At First Glass will mark its fifth anniversary this coming New Year's Eve, so it plans to celebrate by launching a new theme for the new year. What better than to do a sort of practice run now, and feature a simple recipe on the theme?
At First Glass, you must know, likes -- I like -- lemons. Consider: they are pretty to look at, they go with practically every other basic eatable and drinkable (butter! garlic! sugar! olive oil! cream! gin! and so on!). Stuck with cloves they smell heavenly in a linen closet.

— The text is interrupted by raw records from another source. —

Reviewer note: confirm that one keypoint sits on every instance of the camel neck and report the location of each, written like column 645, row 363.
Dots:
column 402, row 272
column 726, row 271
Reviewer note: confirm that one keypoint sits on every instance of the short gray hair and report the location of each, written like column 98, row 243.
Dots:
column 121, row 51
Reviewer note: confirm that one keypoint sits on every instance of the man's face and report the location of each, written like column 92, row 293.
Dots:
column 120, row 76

Once upon a time they lent their antiseptic and freshening properties to our great-grandmothers' skin and hair care routines. Once upon a time, Mrs. Beeton made them into Lemon Wine (recipe no.1823 of The Book of Household Management -- if you want to make it you will have to lay in fifty lemons and sixteen pounds of sugar, plus have four gallons of water and a "cask" ready). On wallpaper they make a cheerful motif in kitchen decor. They will serve as a battery in sixth-grade science fair projects, though I must admit I am not quite sure why that works.
In any case, let us take our practice run, and stock our virtual pantry today with an abundance of Citrus limon. Because, you know, the things can also be pickled. (Mrs. Beeton did that, too.) Let's make Moroccan Preserved Lemons.
This recipe hails from what is fast becoming my new kitchen Bible, The Gourmet Cookbook edited by Ruth Reichl of Gourmet magazine (Condé Nast, 2004). She in turn credits "Mediterranean food authority Paula Wolfert" for what she has adapted.
Moroccan preserved lemons
You will need:
10 to 12 lemons, 6 to preserve, and the rest for their juiceYou will also need a 6 cup glass jar with a lid (although I got by with a 32 ounce ex-pickle jar).
2/3 cup kosher salt
1/4 cup olive oil
First, bring a large pot of water to a boil and blanch the 6 lemons to be preserved, whole, for five minutes. Drain. When they are cool enough to handle, cut each into 8 wedges, discarding the seeds. Toss with the salt in a large bowl, and pack them into the jar along with the salt.
Squeeze the juice from the remaining lemons to measure one cup. Pour enough juice into the jar to cover the wedges, and screw on the lid. Shake gently to mix everything. Let stand at room temperature for five days, shaking gently once a day.
Finally, add the olive oil to the jar and refrigerate. The lemons will keep up to a year.
What Gourmet didn't very forthrightly explain was how we use this pickle in cooking. All you want is the rind. When ready to try your new creation you will fork out a wedge or two from your jar, hold the wedge steady on a cutting board with the fork, and with a spoon scrape away the pulp clinging to the wedge. Then you will thinly slice the rind and add that to whatever stew or soup you are making. (I put the slivered rind of two wedges into a quickly made pork meatballs-and-sauce dish, and found that they lent a certain depth of flavor that was hard to identify, but seemed somehow -- professional.) This should help clarify Ruth Reichl's confusing assurance, at the very beginning of her recipe, that we may "save the pulp for bloody Marys or anything else enlivened by a little juice and salt."
The recipe seems to be a sort of training-wheel version of preserved lemons. From David Lebowitz and Nourished Kitchen, to name just two, we learn a different, slow-food way, in which we skip the blanching, only partly quarter the lemons, pack their interiors with salt and reshape them into wholes again, and then press them tightly down into a jar. Over days and weeks of repeated pressing and weighting, they soften, give off their own juice, and so preserve themselves. They are ready for use in a month, and should be refrigerated then.